Povilas finished his contract at the lumber camp in the north woods, joining her in Toronto. Finding a job at Neilsen’s Chocolate Factory, standing all day long by a large copper cauldron, he stirred melted chocolate. Did you go to the church to practice? he would ask coming home from his shift. Did you play? And she would turn her head away, silent and bitter.
It’s dead and gone, she thought. And I can’t bring it back.
Chapter 2
Harry Morgenstern was a lawyer, a tall elegant man, sophisticated and well-dressed. Comfortable in his clothes, he never felt the need to adjust his shirt cuffs or to cross and uncross his long legs. He was at ease with himself and his place in the world. He loved his wife Greta. And still loving her after thirty years, he felt no desire for dalliance.
At the end of the war, he had gone with The United Nations Relief and Rehabilitation Administration to help sort out the mess in Europe. Returning after six months amid blackened cities and rubble, he told Greta that he wished to take on a refugee maid. Greta had put up with his long absences. She had borne them without complaint. While he was overseeing the fates of strangers, she and the children had fended for themselves.
“Haven’t you done enough, Harry? Is it also necessary to bring one of them into our home?”
“But surely that is just what is needed.”
Harry had come upon Greta driving a cab in early 1930s Berlin. Tidying up legal affairs for his far-sighted father who had moved the family from unfriendly Germany to New York, he had fallen in love with this sparky young girl who took no guff from strangers. His family protested the marriage. They referred to her forever after as “that wretched girl that Harry had plucked from the gutter.” Neither forgiving nor forgetting, Greta attended to her husband’s every happiness.
“With such good fortune as ours,” Mr. Morgenstern said, “we would be remiss not to help.”
Mrs. Morgenstern found herself outmanoeuvred and silenced in one lawyerly stroke.
The Morgensterns lived in a grand house with a large black-and-white foyer, its tall oak doors opening onto spacious rooms filled with French antiques, Persian carpets and Italian chandeliers. On business trips Harry would stay in the New York apartment he had inherited from his father. In May and September Mrs. Morgenstern would visit Sak’s Fifth Avenue. At Christmas they would go to see the glittering lights of the Rockefeller Center. On weekends, they might visit Carnegie Hall and the Guggenheim Museum.

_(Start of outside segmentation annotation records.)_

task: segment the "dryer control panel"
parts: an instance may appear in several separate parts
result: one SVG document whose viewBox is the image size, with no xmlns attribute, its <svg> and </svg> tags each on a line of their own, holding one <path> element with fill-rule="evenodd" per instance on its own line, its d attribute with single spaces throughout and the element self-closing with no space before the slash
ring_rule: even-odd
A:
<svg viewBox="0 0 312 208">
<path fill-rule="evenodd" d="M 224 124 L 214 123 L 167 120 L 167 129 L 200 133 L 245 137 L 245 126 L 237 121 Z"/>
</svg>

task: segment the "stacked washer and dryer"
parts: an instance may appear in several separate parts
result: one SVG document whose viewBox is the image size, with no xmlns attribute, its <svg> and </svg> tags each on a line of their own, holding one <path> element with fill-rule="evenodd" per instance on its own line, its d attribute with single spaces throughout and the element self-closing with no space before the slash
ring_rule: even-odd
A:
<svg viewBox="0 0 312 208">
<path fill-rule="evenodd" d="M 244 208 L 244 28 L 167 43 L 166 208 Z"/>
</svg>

“The apartment’s small, really just big enough for family,” Mrs. Morgenstern would tell friends never invited along.
Mr. Morgenstern confined himself to legal matters, leaving domestic affairs to his wife. Venturing an opinion now and then on schools or cooks, he would encounter a swift response. You may know business Harry, she would say, but I know people. He stayed out of her sphere. To this and the steady influx of money he attributed the success of his thirty year marriage.